There are many shrines to snakes in India however, snakes are still hunted for their skins and some people still eat them. Elephants are also worked extremely hard in logging work and some say in India, many animals have been pushed out of the way whenever their existence conflicts with human needs. Dam projects, for example, result in the deaths of many wild animals as their land is flooded. There is the Hindu saying, ‘The Earth is our mother and we are all her children’, so respect and reverence for the natural world is part of Hindu thinking. The notion of Ahimsa combined with the belief of rebirth and that Brahman exists in all life, means that harming any living being, and is the same as harming a friend or family member.
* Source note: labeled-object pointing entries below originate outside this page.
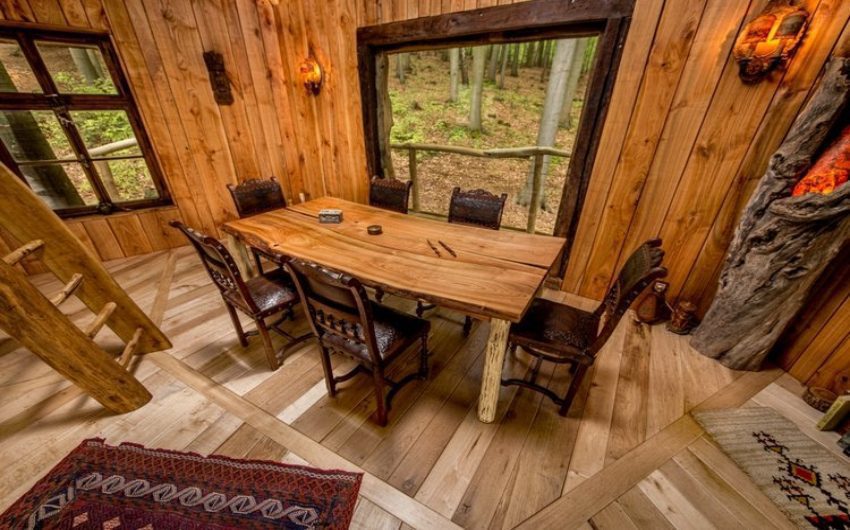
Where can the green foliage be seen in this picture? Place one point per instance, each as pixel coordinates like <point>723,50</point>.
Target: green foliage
<point>131,176</point>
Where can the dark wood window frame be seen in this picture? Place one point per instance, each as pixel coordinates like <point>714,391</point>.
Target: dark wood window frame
<point>61,104</point>
<point>526,21</point>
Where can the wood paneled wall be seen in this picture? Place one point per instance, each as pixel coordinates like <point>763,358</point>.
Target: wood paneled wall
<point>313,144</point>
<point>683,145</point>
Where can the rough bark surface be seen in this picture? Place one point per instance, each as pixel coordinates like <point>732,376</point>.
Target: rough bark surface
<point>782,243</point>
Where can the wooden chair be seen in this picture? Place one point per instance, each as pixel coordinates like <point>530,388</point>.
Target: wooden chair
<point>348,323</point>
<point>390,194</point>
<point>478,208</point>
<point>564,334</point>
<point>256,196</point>
<point>260,297</point>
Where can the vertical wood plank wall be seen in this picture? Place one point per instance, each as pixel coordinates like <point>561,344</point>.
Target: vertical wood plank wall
<point>312,144</point>
<point>684,143</point>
Since the early Vedic Age Hindus have followed the ethic of Ahimsa which means they avoid harming other living things in word, deed and thought. Hindus still try to avoid harming fellow creatures since ahimsa is still an important part of Hinduism today. The concepts of Ahimsa and satya are the most basic and important moral principles for all Hindus regardless of their caste or stage of life.
Karma is also taken into account as harm to animals may produce bad karma and therefore their next existence will not be better. The cycle of samsara is another reason for their respect in animals, as their next existence may be in the form of one of these, and therefore they avoid any harm coming to them. The concept of ahimsa is therefore a central idea in the Hindu attitude towards war and peace. Hindus have been famous for this principle of non-violence. For centuries the ideal of peaceful life in harmony with nature has been the goal of the householder’s life, rather than social values based on military strength and conquest. In the Mahabharata the Hindu attitude to war and peace is expressed in many of the stories. The most famous of these is the Arjuna’s dilemma in the Bhagavad Gita. He doesn’t want to slaughter his cousins, kinsmen and teachers by going into battle against them. However, Krishna gives him the advice that is necessary sometimes to fight a just war to overcome evil forces which rise up in society.
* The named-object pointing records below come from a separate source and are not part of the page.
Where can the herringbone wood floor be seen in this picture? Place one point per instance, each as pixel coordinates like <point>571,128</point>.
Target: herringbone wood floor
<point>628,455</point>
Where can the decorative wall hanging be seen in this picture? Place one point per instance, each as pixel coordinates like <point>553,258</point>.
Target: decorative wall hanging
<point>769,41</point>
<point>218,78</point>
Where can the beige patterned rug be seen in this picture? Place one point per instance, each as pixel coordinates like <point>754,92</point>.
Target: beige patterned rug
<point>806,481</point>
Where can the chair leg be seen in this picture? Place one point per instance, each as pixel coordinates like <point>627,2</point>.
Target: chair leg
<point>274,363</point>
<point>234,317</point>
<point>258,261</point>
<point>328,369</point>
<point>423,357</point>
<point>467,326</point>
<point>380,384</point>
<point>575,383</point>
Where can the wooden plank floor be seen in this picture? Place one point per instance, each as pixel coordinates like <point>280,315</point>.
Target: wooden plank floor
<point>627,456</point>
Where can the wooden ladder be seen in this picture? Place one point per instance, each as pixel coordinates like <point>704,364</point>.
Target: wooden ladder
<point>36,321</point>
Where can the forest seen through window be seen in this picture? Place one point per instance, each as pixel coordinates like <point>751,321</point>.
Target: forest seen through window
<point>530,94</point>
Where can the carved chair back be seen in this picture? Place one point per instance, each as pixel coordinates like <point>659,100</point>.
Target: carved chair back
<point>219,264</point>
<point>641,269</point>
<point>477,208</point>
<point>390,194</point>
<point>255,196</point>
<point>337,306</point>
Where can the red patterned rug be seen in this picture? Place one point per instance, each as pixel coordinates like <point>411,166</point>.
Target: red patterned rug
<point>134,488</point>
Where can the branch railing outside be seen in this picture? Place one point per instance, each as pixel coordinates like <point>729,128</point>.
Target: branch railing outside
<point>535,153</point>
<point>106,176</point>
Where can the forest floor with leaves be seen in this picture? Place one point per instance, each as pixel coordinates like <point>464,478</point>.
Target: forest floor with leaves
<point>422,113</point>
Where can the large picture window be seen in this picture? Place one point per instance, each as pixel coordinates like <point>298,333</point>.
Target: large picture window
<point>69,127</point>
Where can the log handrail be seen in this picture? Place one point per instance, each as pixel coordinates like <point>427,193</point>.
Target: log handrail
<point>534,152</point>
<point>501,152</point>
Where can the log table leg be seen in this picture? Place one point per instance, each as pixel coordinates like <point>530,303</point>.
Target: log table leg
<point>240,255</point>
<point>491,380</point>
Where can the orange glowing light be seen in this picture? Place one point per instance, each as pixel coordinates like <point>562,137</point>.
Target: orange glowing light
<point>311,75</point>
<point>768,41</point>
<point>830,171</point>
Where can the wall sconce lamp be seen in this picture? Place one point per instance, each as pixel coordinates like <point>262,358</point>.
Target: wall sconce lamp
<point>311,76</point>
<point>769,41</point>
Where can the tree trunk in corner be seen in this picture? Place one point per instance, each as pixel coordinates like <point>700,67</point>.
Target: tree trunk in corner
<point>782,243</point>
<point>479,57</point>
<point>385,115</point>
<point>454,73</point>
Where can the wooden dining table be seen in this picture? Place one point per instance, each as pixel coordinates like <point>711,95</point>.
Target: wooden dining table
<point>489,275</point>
The Bhagavad Gita says, ‘Think of thy duty and do not hesitate’, highlighting the conflict between ahimsa and the dharma of the warrior, and offers the solution that fulfilment of duty for the right motive and reason. It also suggests that these Hindu teachings about war and peace can lead to a deeper understanding and appreciation of the nature of life and death. The ancient Hindu lawgiver, Manu, is clear in his teachings about kindness to animals by saying that ‘by avoiding any harm to animals or to nature, a man will come to be fit and ready for everlasting life’. The Hindu tradition of reverence for nature and all life forms of life, vegetable or animal, represents a powerful tradition. Ghandi also said that ‘everything in the universe, living creatures or rocks or waters, belongs to the Lord. You shall therefore only take what is really necessary for yourself, your quota. You should not take anything else, because you know to whom it really belongs.’ Due to all these reasons and teachings Hindus believe in respect for all living beings.